Non sempre ci rendiamo conto di quanto gran parte del nostro muoversi, e impiegare tempo nel vettore che ci trasporta, dipenda da una cattiva distribuzione degli oggetti che ci servono sul territorio (le abitazioni lontane dei luoghi dove lavoriamo, i servizi disposti avaramente e casualmente). E neppure ci rendiamo sempre conto che solo il prevalere degli interessi più forti ha impedito che si scegliesse volta per volta il sistema di trasporto più comodo per noi. Ma tutti si rendono conto che il disagio e lo spreco (di tempo, di energia, di salute, di risorse d’ogni genere) pesano sempre di più sulla nostra vita, la rendono sempre meno umana, piacevole, utile a noi stessi e agli altri. Soprattutto nelle grandi città, nelle agglomerazioni urbane, che ormai hanno conglobato nella loro anarchica espansione le aree una volta naturali, nelle quali abita e lavora la stragrande parte della popolazione.

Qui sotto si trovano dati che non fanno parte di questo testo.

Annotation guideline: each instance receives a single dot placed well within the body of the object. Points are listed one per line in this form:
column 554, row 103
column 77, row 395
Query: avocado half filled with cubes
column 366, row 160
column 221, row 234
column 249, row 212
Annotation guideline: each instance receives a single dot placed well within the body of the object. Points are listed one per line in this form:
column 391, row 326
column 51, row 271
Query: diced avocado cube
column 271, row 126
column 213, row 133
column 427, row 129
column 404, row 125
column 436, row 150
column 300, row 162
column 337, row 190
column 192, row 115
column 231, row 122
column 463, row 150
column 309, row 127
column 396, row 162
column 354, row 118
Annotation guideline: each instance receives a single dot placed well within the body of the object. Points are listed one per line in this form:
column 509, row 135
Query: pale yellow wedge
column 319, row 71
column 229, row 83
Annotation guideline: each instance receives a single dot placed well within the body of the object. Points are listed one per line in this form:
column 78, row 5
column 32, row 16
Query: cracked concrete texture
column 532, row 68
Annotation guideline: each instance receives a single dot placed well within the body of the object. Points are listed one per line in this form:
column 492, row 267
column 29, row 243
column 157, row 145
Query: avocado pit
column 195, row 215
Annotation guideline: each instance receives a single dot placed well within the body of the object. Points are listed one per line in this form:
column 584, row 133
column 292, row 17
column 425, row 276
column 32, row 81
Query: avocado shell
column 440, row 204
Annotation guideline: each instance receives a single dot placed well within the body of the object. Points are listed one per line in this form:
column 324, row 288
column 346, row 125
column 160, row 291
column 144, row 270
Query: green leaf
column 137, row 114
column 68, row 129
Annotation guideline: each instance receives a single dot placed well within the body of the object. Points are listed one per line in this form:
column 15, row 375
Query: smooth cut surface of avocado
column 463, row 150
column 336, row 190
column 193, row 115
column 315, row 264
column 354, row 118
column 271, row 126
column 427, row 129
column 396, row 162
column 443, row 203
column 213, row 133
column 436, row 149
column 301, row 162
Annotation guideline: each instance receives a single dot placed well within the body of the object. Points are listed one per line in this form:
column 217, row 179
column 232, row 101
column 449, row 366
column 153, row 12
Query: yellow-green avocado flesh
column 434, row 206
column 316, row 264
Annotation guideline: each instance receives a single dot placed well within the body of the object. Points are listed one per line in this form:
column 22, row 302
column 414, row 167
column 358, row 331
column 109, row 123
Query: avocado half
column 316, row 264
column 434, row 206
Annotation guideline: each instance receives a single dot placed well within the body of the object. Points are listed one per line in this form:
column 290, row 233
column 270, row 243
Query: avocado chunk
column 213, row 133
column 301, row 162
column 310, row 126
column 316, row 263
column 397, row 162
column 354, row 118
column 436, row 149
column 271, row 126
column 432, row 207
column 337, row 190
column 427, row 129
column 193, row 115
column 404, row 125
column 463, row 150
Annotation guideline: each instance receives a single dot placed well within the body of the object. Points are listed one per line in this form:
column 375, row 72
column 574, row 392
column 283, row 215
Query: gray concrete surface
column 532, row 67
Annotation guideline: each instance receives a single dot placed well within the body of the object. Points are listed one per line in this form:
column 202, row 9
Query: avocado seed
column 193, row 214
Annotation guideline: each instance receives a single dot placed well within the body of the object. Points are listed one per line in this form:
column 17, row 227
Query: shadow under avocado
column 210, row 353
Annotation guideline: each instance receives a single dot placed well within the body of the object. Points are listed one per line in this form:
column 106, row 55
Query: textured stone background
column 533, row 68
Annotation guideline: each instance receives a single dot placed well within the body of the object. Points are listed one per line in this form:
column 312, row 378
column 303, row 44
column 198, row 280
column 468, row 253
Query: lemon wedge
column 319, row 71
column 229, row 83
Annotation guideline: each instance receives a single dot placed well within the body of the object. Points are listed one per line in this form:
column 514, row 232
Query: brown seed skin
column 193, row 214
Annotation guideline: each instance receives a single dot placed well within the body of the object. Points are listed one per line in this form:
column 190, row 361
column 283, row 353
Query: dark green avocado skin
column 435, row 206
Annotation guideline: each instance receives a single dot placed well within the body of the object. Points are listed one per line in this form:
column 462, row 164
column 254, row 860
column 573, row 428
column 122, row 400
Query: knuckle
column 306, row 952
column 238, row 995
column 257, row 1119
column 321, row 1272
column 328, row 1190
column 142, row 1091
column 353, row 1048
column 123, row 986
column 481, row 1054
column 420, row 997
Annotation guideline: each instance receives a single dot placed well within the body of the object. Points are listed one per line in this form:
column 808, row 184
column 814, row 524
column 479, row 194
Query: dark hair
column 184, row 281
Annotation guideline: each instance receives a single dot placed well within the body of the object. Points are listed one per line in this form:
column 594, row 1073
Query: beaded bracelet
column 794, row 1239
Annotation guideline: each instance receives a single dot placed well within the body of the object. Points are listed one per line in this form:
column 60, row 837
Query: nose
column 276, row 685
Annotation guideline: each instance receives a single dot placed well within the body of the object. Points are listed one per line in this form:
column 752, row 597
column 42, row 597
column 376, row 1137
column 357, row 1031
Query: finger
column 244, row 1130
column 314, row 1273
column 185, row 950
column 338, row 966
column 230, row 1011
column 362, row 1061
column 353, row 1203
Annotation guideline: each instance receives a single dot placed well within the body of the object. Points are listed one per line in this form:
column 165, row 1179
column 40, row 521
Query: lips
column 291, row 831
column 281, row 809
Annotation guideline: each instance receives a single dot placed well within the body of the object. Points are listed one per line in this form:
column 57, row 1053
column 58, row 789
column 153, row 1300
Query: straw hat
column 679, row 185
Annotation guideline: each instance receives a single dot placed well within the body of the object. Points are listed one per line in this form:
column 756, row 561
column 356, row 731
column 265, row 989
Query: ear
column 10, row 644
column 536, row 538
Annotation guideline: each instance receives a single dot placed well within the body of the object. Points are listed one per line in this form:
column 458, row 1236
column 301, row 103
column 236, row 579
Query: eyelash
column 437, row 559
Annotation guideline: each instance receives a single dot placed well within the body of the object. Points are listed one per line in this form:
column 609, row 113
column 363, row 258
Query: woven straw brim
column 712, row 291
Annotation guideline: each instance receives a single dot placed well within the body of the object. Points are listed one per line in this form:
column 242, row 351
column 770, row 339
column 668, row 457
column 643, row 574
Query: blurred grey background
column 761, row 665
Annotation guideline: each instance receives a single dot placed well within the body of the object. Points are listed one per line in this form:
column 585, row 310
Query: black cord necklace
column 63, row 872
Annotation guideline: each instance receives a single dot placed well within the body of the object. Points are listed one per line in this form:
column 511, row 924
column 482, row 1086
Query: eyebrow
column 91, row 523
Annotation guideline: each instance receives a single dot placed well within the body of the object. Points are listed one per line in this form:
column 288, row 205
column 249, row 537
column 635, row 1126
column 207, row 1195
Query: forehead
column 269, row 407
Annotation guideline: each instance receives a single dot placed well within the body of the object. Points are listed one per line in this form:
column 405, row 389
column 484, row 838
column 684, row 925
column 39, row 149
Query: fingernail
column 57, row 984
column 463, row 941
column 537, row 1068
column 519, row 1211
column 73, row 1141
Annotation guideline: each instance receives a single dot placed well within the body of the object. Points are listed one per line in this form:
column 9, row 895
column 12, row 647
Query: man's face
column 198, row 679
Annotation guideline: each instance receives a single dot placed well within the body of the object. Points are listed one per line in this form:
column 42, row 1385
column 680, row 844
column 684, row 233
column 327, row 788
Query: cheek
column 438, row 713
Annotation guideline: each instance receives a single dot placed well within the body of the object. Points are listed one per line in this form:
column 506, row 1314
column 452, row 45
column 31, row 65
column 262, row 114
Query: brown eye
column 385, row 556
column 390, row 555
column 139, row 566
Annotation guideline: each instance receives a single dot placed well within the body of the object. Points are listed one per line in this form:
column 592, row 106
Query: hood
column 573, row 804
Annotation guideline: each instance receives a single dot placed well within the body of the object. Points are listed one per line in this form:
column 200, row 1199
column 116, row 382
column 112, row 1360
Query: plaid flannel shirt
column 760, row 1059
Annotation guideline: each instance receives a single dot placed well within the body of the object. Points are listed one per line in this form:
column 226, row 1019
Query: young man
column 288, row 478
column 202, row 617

Problemi ci sono anche per le comunicazioni a lunga distanza, con ritmi non quotidiani, che interessano meno persone ma soggetti di maggior peso sociale (le aziende interessate al trasporto di merci, gli operatori del terziario avanzato, i turisti). Disagi provocati da strozzature e disfunzioni nel sistema delle infrastrutture, sprechi derivanti dal fatto che i diversi modi di trasporti delle persone e delle merci (la rotaia, la strada, l’aria) si fanno concorrenza tra loro invece di integrarsi un una ragionevole collaborazione, e che altri (l’acqua) sono trascurati.

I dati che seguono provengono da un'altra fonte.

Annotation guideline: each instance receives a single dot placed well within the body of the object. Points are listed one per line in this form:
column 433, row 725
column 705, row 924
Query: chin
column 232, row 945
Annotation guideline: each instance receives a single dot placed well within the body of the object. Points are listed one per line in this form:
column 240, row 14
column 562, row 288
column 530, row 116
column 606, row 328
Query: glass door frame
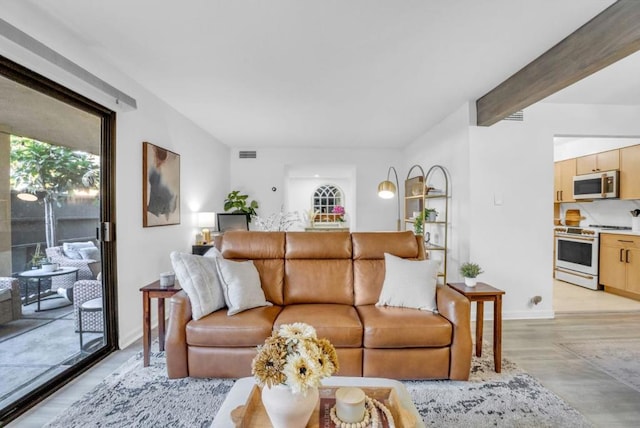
column 33, row 80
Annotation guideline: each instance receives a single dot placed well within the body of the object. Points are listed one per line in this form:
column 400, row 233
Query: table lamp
column 206, row 221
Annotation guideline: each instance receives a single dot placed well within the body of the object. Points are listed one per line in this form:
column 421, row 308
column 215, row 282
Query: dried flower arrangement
column 294, row 356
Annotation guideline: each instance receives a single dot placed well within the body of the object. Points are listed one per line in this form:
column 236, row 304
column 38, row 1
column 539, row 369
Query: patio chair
column 83, row 291
column 56, row 255
column 10, row 303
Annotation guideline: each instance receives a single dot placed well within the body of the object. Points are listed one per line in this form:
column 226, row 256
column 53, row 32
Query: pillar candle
column 350, row 404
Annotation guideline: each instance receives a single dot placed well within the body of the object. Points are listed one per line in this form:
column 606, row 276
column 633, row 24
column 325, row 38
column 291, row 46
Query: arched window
column 325, row 199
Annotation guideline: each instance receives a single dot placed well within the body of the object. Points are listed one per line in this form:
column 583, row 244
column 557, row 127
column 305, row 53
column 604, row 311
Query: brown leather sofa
column 332, row 282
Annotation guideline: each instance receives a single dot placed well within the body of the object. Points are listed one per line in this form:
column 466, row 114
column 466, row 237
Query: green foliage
column 38, row 166
column 237, row 203
column 429, row 211
column 470, row 270
column 418, row 224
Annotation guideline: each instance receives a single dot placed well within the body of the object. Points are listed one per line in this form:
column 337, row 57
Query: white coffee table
column 242, row 388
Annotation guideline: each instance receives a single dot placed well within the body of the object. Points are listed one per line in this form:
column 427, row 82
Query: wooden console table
column 485, row 293
column 149, row 292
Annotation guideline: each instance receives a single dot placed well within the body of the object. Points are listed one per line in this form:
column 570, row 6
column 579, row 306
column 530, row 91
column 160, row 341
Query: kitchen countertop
column 619, row 232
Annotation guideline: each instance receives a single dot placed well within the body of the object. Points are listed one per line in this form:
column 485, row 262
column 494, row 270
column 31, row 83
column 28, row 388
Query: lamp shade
column 207, row 220
column 29, row 197
column 386, row 189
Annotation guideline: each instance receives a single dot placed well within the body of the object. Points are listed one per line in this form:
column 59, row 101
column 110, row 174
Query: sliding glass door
column 57, row 282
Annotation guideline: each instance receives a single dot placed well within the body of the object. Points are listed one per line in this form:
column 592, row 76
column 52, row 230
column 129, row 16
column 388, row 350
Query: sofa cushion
column 373, row 245
column 248, row 328
column 368, row 260
column 241, row 285
column 70, row 249
column 318, row 281
column 388, row 327
column 338, row 323
column 266, row 249
column 409, row 283
column 89, row 253
column 199, row 279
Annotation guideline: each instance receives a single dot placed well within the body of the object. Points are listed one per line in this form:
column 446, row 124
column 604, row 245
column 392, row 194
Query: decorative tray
column 253, row 414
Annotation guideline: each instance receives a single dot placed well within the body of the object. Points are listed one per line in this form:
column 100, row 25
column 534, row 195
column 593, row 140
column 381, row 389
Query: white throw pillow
column 241, row 285
column 409, row 283
column 198, row 277
column 70, row 249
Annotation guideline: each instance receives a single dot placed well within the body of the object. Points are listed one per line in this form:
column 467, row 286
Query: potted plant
column 470, row 271
column 430, row 214
column 418, row 224
column 237, row 203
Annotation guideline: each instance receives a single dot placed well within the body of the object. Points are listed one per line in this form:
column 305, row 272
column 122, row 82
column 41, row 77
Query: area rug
column 134, row 396
column 620, row 358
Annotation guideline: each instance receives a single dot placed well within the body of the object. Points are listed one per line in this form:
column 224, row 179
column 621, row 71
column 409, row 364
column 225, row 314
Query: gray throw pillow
column 241, row 285
column 409, row 283
column 198, row 277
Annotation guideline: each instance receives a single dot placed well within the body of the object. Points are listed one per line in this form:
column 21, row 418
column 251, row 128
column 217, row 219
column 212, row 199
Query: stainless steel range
column 577, row 255
column 577, row 250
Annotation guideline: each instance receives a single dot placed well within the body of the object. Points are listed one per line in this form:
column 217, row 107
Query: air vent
column 517, row 116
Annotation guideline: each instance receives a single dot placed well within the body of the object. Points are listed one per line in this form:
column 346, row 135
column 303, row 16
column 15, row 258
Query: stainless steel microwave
column 600, row 185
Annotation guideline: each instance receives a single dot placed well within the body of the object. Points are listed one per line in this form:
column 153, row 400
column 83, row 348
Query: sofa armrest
column 176, row 341
column 457, row 309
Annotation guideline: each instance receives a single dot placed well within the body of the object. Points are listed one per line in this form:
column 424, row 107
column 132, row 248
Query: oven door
column 578, row 253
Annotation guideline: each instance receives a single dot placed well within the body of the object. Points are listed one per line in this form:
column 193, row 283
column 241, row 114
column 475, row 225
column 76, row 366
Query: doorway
column 57, row 272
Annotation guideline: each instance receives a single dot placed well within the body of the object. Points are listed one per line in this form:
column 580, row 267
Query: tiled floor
column 573, row 299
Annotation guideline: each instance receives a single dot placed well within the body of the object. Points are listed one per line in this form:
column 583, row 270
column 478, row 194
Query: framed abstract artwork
column 160, row 186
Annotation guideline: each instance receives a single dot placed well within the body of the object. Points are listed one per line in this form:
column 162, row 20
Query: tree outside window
column 49, row 173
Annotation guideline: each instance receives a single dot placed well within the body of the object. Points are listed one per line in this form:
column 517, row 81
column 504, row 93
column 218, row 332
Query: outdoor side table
column 39, row 275
column 485, row 293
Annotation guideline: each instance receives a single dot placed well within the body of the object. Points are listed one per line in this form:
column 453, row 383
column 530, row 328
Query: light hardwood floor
column 533, row 344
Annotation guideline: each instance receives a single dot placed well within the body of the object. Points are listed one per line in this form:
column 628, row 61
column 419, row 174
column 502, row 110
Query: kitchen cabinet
column 603, row 161
column 630, row 172
column 620, row 264
column 563, row 180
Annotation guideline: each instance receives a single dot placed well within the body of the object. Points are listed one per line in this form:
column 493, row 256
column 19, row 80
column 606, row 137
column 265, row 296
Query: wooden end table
column 485, row 293
column 149, row 292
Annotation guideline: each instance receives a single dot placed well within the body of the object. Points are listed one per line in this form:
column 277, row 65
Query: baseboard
column 524, row 315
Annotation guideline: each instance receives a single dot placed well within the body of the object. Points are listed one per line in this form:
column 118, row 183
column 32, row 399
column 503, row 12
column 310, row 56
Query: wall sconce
column 206, row 221
column 387, row 190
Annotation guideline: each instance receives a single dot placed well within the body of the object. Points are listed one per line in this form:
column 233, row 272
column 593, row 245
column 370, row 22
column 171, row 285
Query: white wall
column 502, row 182
column 256, row 177
column 447, row 144
column 142, row 253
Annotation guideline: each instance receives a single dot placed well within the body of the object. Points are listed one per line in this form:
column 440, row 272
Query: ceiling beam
column 607, row 38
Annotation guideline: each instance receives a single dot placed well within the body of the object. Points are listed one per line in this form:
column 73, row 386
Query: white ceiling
column 325, row 73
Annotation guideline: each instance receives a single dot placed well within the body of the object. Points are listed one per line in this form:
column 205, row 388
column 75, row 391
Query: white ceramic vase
column 286, row 409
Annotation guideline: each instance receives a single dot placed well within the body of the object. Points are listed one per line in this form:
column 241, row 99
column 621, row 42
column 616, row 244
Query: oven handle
column 574, row 273
column 575, row 238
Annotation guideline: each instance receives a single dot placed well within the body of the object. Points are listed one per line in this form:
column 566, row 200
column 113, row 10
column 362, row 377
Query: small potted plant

Disagi e sprechi, ma indubbiamente di tutt’altro peso, rispetto alla vita quotidiana, di quelli che affliggono le aree urbane. Eppure, l’opinione pubblica è informata delle vicende della Grandi Opere (il Ponte sullo stretto, l’Alta Velocità, il Corridoio Cinque transeuropeo) mentre non sa nulla di ciò che si fa nelle aree urbane: dei provvedimenti per rafforzare il trasporto pubblico su ferro (diventato la regina del trasporto urbano nelle città dell’Europa evoluta), per ridurre il peso e la necessità dell’automobile, per rendere sicure e vivibili ampie aree sottratte all’invasione delle semoventi scatole di latta. Non è un oscuramento casuale. Il fatto è che guidano in questa direzione le politiche del governo.

Si guardino i recenti provvedimenti. Per le Grandi Opere si stabiliscono canali di finanziamento speciali, si attivano procedure particolari, si mobilitano risorse eccezionali, si sfidano persino le regole europee (vedi il Ponte sullo Stretto) e di scatenano le forze di polizia (vedi la TAV in Val di Susa). E intanto con l’altra mano si toglie. la finanziaria riduce ancora le già scarse risorse destinate al finanziamento dei progetti per il trasporto pubblico nelle aree urbane.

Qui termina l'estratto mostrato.